Initial Setup:

In [1]:
from __future__ import print_function
# import collections
# tfe = tf.contrib.eager
# try:
#   tfe.enable_eager_execution()
# except ValueError:
#   pass

import matplotlib.pyplot as plt
import numpy as np

import tensorflow as tf
import tensorflow_probability as tfp
tfd = tfp.distributions

$\theta_0$ : Make a batch of bernoulli distributions and draw samples from it $G_0$.

In [2]:
theta_0 = tfd.Bernoulli(probs=[[0.9, 0.4],[0.3, 0.9]], name='theta_0')
G_0 = theta_0.sample()

print(G_0)

Tensor("theta_0/sample/Reshape:0", shape=(2, 2), dtype=int32)


In [3]:
sess = tf.Session()
G_0 = sess.run(G_0)
print(G_0)

[[1 1]
 [0 1]]


Following method computes the Kronecker product two matrices. The convention is usually backwards that mat2 is scaled and block replicated on mat1 elementwise. Here lines are changed so that mat1 is scaled and block replicated on mat2. This is inline with the paper conventions.

In [4]:
def kronecker_product(mat1, mat2):
    m1 = tf.shape(mat1)[0]
    n1 = tf.size(mat1) // m1
    m2 = tf.shape(mat2)[0]
    n2 = tf.size(mat2) // m2
#     mat1_rsh =tf.reshape(mat1, [m1, 1, n1, 1])
    mat2_rsh =tf.reshape(mat1, [1, m1, 1, n1])
#     mat2_rsh =tf.reshape(mat2, [1, m2, 1, n2])
    mat1_rsh =tf.reshape(mat2, [m2, 1, n2, 1])
    return tf.reshape(mat1_rsh*mat2_rsh, [m1 * m2, n1 * n2])
#     return tf.reshape(tf.reshape(mat1_rsh * mat2_rsh, [m1 * m2, n1 * n2]),[-1])

EXAMPLE for kronecker product:

In [5]:
a = tf.placeholder(tf.float32)
b = tf.placeholder(tf.float32)
c = kronecker_product(a,b)

p = [[1.,0],[1.,0]]
q = [[3,4],[5.,6.]]
# c = sess.run(c, feed_dict={a:[[1.,0],[1.,0]], b:[[3.,4.],[5.,6.]]})
out = sess.run(c, feed_dict={a:p, b:q})
out

array([[ 3.,  0.,  4.,  0.],
       [ 3.,  0.,  4.,  0.],
       [ 5.,  0.,  6.,  0.],
       [ 5.,  0.,  6.,  0.]], dtype=float32)

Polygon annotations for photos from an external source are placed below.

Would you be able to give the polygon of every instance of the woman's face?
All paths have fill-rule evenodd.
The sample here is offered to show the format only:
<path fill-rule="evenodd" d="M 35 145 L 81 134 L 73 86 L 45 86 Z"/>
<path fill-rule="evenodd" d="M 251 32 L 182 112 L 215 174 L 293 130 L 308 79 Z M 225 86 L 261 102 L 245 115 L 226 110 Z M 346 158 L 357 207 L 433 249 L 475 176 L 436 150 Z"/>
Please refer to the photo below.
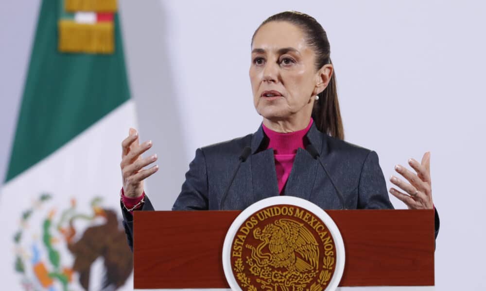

For each $\theta_c$ make a matching batch of random Gaussian noise variables, given the $\theta_c$ matrix size: $\eta_c$. This will be the additive noise for each $\theta_c$ at each stage of kronecker multiplication.

In [6]:
def addNoise2Theta(theta_c, mean=0, std=0.01, NRMLZ=True):
    # Set the seed so the results are reproducible.
    np.random.seed(123)
    # Make distribution, sample and add
    p_eta = tfd.Normal(loc=mean, scale=std, name='AdditiveEdgeNoise')
    eta_c = p_eta.sample(tf.shape(theta_c))
    theta_c_noise = theta_c + eta_c
    # Make sure values do not run off
    # Clip values out of [0,1]
    if NRMLZ:
        theta_c_noise_nrml   = tf.maximum(tf.minimum(theta_c_noise,1),0)
        return theta_c_noise_nrml
    else:
        return theta_c_noise

EXAMPLE for noisy $\theta_c$:

In [7]:
theta   = tf.placeholder(tf.float32)
theta_noisy = addNoise2Theta(theta)
p = np.array([[1.,0],[1.,0]])
out = sess.run(theta_noisy, feed_dict={theta:p})
print(out)

[[  1.00000000e+00   7.23697085e-05]
 [  9.90425408e-01   1.50220341e-03]]


In [8]:
# Junk trials - can be ignored
Pk = tf.placeholder(tf.float32)

mean = 0
std = 0.1
p_eta = tfd.Normal(loc=mean, scale=std, name='AdditiveEdgeNoise')
eta = p_eta.sample(tf.shape(Pk))
probs = Pk + eta
probs_n = tf.maximum(tf.minimum(probs,1),0)
# a = tf.constant(Pk)

# Eta = tfd.Normal(loc=np.repmat([0], Theta), scale=, name='EdgeNoise_small')

[probs_n, probs, eta_] = sess.run([probs_n, probs, eta], feed_dict={Pk:[[1.,0],[1.,0]]})
print(eta_)
print(probs)
print(probs_n)

[[-0.179107    0.11355007]
 [ 0.07164492 -0.11725985]]
[[ 0.82089299  0.11355007]
 [ 1.0716449  -0.11725985]]
[[ 0.82089299  0.11355007]
 [ 1.          0.        ]]


Now let us try to generate a sample set of $\mu$s. These $\mu$s come from the same $\beta$-distribution. The 
samples for $\mu$ are the threshold values for the Bernoulli distributions in a single $\theta_c$.

In [9]:
theta_shape   = tf.placeholder(tf.int32)
alpha  = tf.placeholder_with_default([1.0], [1])
beta   = tf.placeholder_with_default([1.0], [1])
p_mu   = tfd.Beta(alpha, beta, name='Mu_distb')
mu     = tf.squeeze(p_mu.sample(theta_shape),axis=2)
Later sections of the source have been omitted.